One of my favorite segments, however, was the author's discussion of "gossip and grooming," a notion based on the work of biological anthropologist Robin Dunbar, who suggests an intriguing association between the use of language and the size of groups we humans choose to socialize in. Monkeys and other nonhuman primates spend a great deal of time in the practice of grooming one another. The time and effort involved in this grooming seems to have some effect on the size of the social group with which the individual animal associates. After all, there is only so much time a monkey has for this type of activity. Dunbar theorized that human beings had replaced grooming with talking, specifically gossiping, and that the size of a human social group might be limited by the number of people one could effectively gossip with. There's more to this matter, of course, and I have oversimplified my description of it, but the entire discussion of gossip and grooming is rather fascinating, as are the conclusions that Watters draws at the end regarding its usefulness in understanding the size of human groups.

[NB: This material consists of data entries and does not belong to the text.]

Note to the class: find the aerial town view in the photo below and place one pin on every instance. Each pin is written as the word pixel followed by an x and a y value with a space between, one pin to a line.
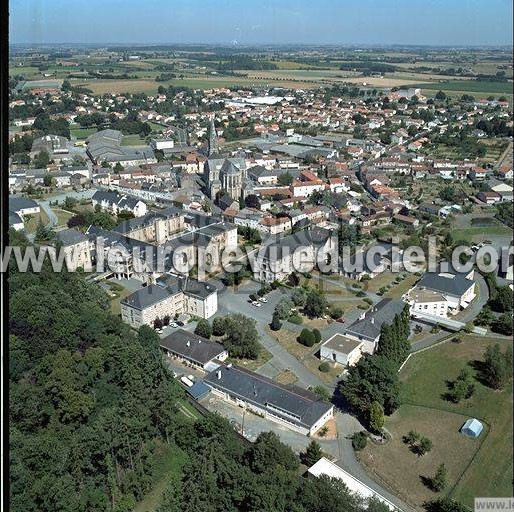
pixel 260 257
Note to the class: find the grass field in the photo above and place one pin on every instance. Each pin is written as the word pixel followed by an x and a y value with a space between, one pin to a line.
pixel 82 133
pixel 133 140
pixel 481 467
pixel 469 234
pixel 253 364
pixel 171 459
pixel 62 216
pixel 32 221
pixel 469 86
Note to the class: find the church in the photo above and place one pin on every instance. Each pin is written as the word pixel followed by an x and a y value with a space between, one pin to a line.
pixel 224 173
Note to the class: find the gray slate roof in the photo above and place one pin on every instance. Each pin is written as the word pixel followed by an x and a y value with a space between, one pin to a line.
pixel 200 350
pixel 382 313
pixel 305 406
pixel 453 284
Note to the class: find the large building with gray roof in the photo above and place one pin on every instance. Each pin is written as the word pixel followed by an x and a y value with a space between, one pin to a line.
pixel 171 297
pixel 290 406
pixel 368 327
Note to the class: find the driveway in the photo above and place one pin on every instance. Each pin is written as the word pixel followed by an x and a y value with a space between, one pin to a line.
pixel 237 302
pixel 478 302
pixel 340 448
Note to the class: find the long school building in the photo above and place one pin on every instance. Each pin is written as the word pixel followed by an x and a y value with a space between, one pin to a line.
pixel 291 406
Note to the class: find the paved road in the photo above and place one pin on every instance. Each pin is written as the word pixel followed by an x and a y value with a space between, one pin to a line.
pixel 237 302
pixel 478 302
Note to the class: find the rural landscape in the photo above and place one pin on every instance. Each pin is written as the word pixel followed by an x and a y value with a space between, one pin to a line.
pixel 260 277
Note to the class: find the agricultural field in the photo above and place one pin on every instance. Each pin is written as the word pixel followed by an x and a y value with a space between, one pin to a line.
pixel 476 467
pixel 469 86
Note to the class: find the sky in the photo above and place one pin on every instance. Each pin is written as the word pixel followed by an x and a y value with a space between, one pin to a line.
pixel 243 22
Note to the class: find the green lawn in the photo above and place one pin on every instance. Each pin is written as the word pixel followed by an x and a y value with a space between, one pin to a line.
pixel 170 461
pixel 425 376
pixel 32 221
pixel 62 216
pixel 469 86
pixel 82 133
pixel 469 233
pixel 133 140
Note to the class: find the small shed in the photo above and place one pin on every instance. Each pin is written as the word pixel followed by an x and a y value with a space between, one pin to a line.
pixel 472 428
pixel 199 390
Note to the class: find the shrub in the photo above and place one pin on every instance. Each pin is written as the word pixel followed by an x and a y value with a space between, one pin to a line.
pixel 324 367
pixel 295 319
pixel 203 328
pixel 276 324
pixel 359 441
pixel 306 338
pixel 219 326
pixel 335 312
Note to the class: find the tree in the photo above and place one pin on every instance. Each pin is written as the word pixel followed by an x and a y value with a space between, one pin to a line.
pixel 439 481
pixel 445 505
pixel 47 180
pixel 42 159
pixel 503 324
pixel 299 296
pixel 312 454
pixel 268 452
pixel 462 387
pixel 276 324
pixel 252 201
pixel 376 417
pixel 203 328
pixel 359 441
pixel 315 303
pixel 306 338
pixel 43 232
pixel 497 366
pixel 502 300
pixel 411 437
pixel 283 308
pixel 393 342
pixel 322 392
pixel 70 202
pixel 219 326
pixel 285 179
pixel 424 446
pixel 373 378
pixel 241 336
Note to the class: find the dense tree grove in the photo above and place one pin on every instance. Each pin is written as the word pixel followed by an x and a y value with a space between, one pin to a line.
pixel 93 407
pixel 372 387
pixel 90 400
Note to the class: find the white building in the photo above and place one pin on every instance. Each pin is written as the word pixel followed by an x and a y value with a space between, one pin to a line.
pixel 342 350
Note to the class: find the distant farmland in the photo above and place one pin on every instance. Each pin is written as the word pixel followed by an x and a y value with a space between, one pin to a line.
pixel 469 86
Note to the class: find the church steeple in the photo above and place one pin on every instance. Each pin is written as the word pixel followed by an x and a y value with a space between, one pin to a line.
pixel 213 139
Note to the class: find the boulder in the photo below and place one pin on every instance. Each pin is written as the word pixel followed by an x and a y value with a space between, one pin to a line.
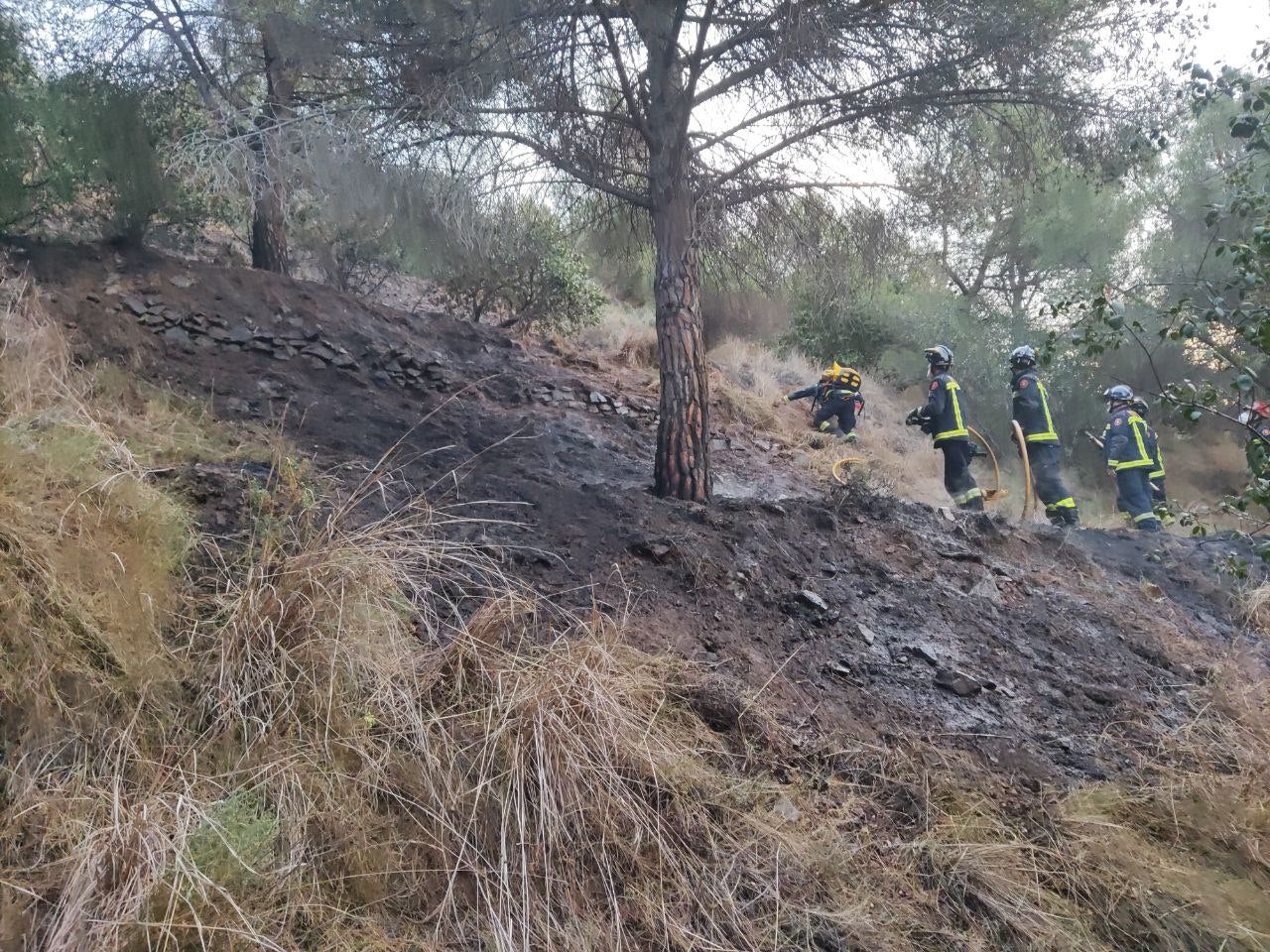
pixel 815 599
pixel 956 682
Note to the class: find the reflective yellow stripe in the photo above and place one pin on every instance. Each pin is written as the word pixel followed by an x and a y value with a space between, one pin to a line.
pixel 1049 435
pixel 1138 426
pixel 960 430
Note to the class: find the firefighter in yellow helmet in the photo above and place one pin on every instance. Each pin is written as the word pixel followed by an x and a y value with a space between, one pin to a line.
pixel 835 402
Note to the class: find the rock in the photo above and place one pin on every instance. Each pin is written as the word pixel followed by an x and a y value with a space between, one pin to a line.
pixel 784 809
pixel 956 682
pixel 136 304
pixel 987 588
pixel 925 652
pixel 654 548
pixel 815 599
pixel 320 350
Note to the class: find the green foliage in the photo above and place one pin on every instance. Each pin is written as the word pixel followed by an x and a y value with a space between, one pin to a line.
pixel 77 146
pixel 103 144
pixel 525 270
pixel 235 844
pixel 1219 316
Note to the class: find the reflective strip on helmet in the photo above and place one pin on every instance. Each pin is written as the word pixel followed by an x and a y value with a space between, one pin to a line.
pixel 1049 435
pixel 959 429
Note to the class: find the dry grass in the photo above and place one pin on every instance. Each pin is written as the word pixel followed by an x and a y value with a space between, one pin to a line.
pixel 349 733
pixel 626 335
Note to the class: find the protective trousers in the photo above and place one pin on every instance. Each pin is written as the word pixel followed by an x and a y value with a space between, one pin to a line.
pixel 1133 498
pixel 837 416
pixel 956 475
pixel 1046 462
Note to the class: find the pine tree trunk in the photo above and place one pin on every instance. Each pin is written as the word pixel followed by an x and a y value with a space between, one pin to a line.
pixel 268 221
pixel 268 188
pixel 683 463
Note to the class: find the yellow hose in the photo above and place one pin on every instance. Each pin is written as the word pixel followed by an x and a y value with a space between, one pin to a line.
pixel 839 467
pixel 991 495
pixel 1029 497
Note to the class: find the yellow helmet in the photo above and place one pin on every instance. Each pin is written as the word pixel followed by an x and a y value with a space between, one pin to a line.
pixel 846 377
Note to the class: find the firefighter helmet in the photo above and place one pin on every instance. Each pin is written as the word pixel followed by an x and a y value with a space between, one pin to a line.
pixel 1023 357
pixel 939 356
pixel 1119 394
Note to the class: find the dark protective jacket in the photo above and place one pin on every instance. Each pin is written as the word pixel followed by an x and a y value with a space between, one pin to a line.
pixel 1032 408
pixel 943 416
pixel 1257 451
pixel 1128 442
pixel 822 391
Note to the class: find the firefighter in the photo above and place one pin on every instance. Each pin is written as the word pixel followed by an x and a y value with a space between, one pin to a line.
pixel 1157 471
pixel 1032 412
pixel 835 402
pixel 944 419
pixel 1128 448
pixel 1256 417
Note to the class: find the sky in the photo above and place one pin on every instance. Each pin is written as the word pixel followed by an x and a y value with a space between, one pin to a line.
pixel 1233 27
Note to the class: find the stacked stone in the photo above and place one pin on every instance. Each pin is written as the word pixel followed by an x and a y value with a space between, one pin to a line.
pixel 590 402
pixel 199 329
pixel 405 368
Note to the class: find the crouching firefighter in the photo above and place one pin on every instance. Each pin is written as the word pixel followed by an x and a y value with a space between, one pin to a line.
pixel 835 402
pixel 1129 452
pixel 943 419
pixel 1032 412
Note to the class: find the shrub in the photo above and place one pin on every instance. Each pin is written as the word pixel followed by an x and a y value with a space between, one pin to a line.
pixel 525 271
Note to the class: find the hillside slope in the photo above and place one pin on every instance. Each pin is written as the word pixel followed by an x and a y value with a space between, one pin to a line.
pixel 1075 629
pixel 922 656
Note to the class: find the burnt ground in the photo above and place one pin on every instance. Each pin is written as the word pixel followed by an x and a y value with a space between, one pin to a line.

I suspect that this work will appeal more to those in their twenties and thirties than it will to people of my generation, the one which came of age in the 1950s and 60s. My peers and I were still attached to the notion of the traditional marriage and family fast-track which had been the heritage passed down to us by a previous period. Things have apparently changed since then and Watters, who is in his late thirties, sets out on a personal investigation to find out why his generation has deviated from what once was considered the "norm" -- finish your education, find a job, get married, and start your family, without much lag-time in between these stages.
This is not to say that those of the generation prior to the one described by Watters have nothing to learn here. Undoubtedly they do. The fact that many of the senior members of contemporary society are critical of the current trend of young men and women waiting until much later to get married and have children shows, at least, that they are becoming cognizant of the phenomenon. To his credit, Watters does confront this criticism head on and he attempts to deflate it, explaining that things may not be as bad as some critics have suggested.
This is not a book written from a sociologist's perspective. Watters is a journalist by profession and his writing is very personal throughout the book; he is actually involved much of the time in investigating his own life and the choices he's made. While clearly understanding the serious social impact of the topic he discusses, Watters still manages to write with a bit of wit and humor and a flair for mixing objective analysis with subjective synthesis, not an easy thing to do when dealing with any subject, especially with one as complex and illusive as social interactions. "Urban Tribes" is a good first-attempt at analyzing and understanding an interesting contemporary issue.